Young girls and wives finding themselves neglected, the first by those they loved, the other ones by their husbands, instead of offering their services only as females, resolved to play the part of the lads. The depravity became so great that this complaisance was actually extorted from brides, as it was before from married women; in fact the husband went at the young wife pederastically, and the two sexes were joined in one and the same body.
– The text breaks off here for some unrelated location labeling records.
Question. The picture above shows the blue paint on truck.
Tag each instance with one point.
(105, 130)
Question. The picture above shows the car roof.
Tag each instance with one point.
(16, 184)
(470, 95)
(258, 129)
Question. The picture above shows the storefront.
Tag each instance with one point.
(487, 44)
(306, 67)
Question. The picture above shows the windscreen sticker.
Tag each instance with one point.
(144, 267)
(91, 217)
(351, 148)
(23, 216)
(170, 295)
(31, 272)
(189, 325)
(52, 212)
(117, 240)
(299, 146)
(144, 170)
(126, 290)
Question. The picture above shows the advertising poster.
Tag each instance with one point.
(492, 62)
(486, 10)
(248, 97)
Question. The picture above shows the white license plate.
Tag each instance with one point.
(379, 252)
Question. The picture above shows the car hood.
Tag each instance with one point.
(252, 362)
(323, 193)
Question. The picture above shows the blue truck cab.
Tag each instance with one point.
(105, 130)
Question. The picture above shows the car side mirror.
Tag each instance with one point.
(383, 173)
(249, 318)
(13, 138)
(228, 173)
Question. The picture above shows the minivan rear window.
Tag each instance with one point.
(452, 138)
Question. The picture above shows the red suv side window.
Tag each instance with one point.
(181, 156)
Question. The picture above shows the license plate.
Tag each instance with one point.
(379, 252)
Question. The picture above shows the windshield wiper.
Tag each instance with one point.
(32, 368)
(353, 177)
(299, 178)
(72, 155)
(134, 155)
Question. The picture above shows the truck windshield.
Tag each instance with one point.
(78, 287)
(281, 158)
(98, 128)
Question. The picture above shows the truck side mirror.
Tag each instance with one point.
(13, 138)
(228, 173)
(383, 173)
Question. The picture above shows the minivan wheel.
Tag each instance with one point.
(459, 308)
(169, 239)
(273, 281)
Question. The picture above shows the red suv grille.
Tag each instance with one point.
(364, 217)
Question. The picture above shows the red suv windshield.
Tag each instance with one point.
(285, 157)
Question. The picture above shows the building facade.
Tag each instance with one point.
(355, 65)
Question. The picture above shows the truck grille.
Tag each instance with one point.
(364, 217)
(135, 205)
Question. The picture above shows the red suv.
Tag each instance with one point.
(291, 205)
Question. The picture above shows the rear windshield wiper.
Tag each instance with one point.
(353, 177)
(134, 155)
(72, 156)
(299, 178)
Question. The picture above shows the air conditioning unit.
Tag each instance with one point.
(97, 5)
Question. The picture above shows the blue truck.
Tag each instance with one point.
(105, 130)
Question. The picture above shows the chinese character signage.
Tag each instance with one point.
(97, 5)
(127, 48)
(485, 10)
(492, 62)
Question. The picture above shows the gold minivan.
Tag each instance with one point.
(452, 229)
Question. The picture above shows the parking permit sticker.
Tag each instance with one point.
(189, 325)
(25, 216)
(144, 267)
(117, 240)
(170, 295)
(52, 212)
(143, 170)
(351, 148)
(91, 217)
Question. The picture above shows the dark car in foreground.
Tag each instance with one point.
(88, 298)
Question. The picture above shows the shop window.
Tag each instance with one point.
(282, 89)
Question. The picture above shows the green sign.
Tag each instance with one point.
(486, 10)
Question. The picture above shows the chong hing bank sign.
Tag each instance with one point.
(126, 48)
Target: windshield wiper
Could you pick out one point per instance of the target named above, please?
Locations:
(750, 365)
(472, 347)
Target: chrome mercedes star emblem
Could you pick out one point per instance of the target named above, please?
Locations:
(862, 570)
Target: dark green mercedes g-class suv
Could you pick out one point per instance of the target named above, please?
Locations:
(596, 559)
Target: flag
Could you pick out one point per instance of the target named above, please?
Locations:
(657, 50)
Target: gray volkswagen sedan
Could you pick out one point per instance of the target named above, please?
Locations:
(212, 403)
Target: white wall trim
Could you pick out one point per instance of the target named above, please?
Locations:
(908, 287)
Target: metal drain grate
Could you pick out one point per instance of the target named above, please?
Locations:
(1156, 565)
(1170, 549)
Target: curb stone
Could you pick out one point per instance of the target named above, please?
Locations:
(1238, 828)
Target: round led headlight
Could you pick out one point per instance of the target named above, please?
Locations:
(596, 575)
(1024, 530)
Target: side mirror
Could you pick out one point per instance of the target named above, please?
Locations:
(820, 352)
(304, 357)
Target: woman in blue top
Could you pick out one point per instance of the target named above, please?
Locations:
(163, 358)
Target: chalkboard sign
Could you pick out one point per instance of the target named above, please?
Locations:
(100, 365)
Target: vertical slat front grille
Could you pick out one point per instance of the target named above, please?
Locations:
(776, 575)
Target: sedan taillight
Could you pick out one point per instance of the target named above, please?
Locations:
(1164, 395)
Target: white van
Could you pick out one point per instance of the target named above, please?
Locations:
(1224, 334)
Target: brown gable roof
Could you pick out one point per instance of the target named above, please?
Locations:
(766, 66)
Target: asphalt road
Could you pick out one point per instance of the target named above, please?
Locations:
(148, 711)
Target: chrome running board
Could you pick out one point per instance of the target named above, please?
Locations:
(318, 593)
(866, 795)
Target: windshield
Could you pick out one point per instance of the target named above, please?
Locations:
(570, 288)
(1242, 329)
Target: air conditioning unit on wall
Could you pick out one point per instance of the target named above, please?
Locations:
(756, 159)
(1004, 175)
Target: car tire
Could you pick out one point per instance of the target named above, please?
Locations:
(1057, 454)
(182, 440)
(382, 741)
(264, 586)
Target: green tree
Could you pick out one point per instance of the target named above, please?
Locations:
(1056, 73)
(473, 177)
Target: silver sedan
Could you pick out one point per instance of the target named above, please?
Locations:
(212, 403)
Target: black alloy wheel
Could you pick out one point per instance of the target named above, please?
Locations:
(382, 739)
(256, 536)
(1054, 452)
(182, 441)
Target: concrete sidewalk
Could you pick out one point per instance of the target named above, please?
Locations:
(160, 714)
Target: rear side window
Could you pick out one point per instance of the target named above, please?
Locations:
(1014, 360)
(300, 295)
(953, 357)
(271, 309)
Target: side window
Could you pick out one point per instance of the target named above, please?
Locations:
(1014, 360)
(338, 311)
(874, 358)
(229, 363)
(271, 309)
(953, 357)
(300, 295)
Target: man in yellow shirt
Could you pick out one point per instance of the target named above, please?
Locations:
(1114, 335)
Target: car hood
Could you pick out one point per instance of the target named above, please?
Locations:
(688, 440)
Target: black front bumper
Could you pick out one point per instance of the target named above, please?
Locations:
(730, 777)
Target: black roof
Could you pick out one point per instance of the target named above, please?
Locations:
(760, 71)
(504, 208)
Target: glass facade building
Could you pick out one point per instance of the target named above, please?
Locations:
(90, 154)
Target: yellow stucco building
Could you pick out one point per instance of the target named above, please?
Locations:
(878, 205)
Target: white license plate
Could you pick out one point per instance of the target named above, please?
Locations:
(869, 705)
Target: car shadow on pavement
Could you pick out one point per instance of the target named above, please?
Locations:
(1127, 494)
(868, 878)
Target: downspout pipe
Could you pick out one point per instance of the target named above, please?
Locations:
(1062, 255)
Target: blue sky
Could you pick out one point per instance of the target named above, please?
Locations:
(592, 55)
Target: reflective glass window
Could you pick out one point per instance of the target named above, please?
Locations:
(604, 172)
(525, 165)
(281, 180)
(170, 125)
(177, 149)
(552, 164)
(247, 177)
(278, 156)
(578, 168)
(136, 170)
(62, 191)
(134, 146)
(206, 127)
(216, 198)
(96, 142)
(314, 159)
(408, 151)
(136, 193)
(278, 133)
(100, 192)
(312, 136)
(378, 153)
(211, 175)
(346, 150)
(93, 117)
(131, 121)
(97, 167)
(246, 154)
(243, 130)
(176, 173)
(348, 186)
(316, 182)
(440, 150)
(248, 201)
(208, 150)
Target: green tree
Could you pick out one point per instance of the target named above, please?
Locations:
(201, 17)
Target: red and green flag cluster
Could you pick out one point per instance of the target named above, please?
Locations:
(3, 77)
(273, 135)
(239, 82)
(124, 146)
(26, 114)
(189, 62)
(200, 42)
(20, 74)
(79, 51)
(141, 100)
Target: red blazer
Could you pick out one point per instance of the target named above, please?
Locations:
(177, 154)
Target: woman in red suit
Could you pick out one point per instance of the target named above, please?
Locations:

In the facetious poems of the ancients, Priapus[[48]] threatens every thief of vegetables from his garden that comes near his weapon, to make him sacrifice what in the first night the bride accords to her ardent husband, for fear that he may wound another part.
Making use of his imagination with the licence ever granted both to painters and poets, Valerius Martial[[49]] pretends to hear is wife grumble that she also had buttocks, and that he had not need of boys. “Juno” she says, “also pleased Jupiter from that side.” The poet is not to be convinced, he answers her that the part taken by a boy is one thing, and that of the wife another, and that she ought to be satisfied with hers.
Under the name-boards[[50]] and the lamps[[51]] in the brothels sat[[52]] boys as well as girls, the first dressed in the feminine stola, the latter in the manly tunic, and with their hair dressed like boys. Under the guise of one sex was found the other. Asia[[53]] was the original home of this pest, then Africa got infected, and soon the scourge invaded Greece and the adjoining countries of Europe[[54]]. In Thrace Orpheus was the importer and supporter of this unclean pleasure. The Thracian women, finding themselves held in contempt....
“During the sacred feasts and the nocturnal orgies of Bacchus, tore the youth to pieces, and bestrewed the wide plains with his limbs.” (Virgil, Georg. IV., 521, 522.)
It is alleged that in those ancient times the Celts[[55]] ridiculed those amongst them who kept aloof from this practice; such could expect neither civil employment nor honours. Those, that preserved the purity of their morals were shunned as impure. “In a town where everyone is mad, it is not good to be alone sane, and by reason of its not being good it is not advisable.” (Dialogue VI.)
This ends our brilliant extract from Aloysia Sigaea.